When I started my career, some people advices me to have a clear boundary between personal and professional life. I do agree that we need to have some personal space, yet as I progress, I didn’t believe colleagues should just be colleagues. We spend 8 hours or more with our colleagues, that’s more than the time we spend with our family. If we don’t get along with them and treat each other like a friend or human, I’m sure we’ll be much less happy at work.
Find your tribe
The challenge is not everyone can be ‘friend’ with you. I learnt the hard way that we can’t make everyone happy. While a group of people appreciates my work, another group has a slight negative impression towards me because of lack of trust, misunderstanding, and a series of unfortunate events happened.
Beside your peers, another important advice I often receive is to find a career sponsor — a leader who believes and willing to invest in you. Now, the bigger question is how to find your tribe? The only way to know is to spend time and go through tough times to find out who truly value you, nurture you, got your back, also who you’re sincerely cheering for. It’s about give and take.
After all, having a good relationship with your colleagues alone does not guarantee success. You will also need leadership, negotiation, problem solving skills to gain trust from your career sponsor and support system. I’ve also seen a few who made it to the top for their technical expertise or in-depth knowledge. But I’m pretty confident that having a good relationship with your colleagues definitely opens many doors that you may not know they exist at the first place.
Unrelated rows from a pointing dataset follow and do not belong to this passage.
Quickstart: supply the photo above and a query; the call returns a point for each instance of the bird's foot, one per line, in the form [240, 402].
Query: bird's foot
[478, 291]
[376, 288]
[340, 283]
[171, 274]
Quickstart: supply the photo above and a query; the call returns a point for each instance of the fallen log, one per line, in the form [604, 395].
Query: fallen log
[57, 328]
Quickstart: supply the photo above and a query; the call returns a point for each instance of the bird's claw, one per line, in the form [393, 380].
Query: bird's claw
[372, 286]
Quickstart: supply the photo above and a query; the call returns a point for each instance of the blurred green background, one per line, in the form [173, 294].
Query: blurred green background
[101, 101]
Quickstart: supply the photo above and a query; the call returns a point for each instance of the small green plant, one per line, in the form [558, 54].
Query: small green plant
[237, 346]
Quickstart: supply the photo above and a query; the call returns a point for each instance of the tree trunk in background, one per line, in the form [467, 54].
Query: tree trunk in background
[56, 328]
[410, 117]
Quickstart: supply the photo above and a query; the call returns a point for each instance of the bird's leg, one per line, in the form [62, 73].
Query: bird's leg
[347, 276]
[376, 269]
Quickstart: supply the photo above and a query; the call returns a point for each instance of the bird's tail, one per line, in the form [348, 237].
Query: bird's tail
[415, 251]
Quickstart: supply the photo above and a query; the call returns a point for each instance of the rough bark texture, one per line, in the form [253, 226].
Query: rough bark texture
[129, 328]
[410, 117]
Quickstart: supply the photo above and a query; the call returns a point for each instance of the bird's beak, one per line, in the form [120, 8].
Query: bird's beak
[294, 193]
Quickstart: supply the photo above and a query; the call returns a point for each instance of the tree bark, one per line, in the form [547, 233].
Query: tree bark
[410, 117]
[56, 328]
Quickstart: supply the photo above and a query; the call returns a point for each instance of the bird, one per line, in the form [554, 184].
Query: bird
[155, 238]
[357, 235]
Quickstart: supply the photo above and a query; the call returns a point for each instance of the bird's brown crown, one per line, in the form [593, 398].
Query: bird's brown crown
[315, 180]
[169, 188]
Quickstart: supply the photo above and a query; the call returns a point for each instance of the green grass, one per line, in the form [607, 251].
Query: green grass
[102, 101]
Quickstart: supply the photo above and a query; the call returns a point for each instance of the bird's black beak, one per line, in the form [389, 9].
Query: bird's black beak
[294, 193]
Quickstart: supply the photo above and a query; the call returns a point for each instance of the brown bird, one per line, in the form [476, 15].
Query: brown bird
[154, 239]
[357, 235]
With open doors, exciting opportunities await!
Actionable tips for you who’s figuring out corporate life:
🏀 Get to know your colleague’s life outside work and be more open about yours
✔️ Deepen the conversations besides the boring “how’s your weekend?”
👯♀️ Participate at company events / gatherings
☕ Initiate lunch or coffee. If you’re not comfortable going in a big group, start with 1-2 colleagues
🎥 Find common interests, drinks work most of the time but there are other fun options too
All in all, treat them like your friends. This applies to your managers too! Remember, they are also human.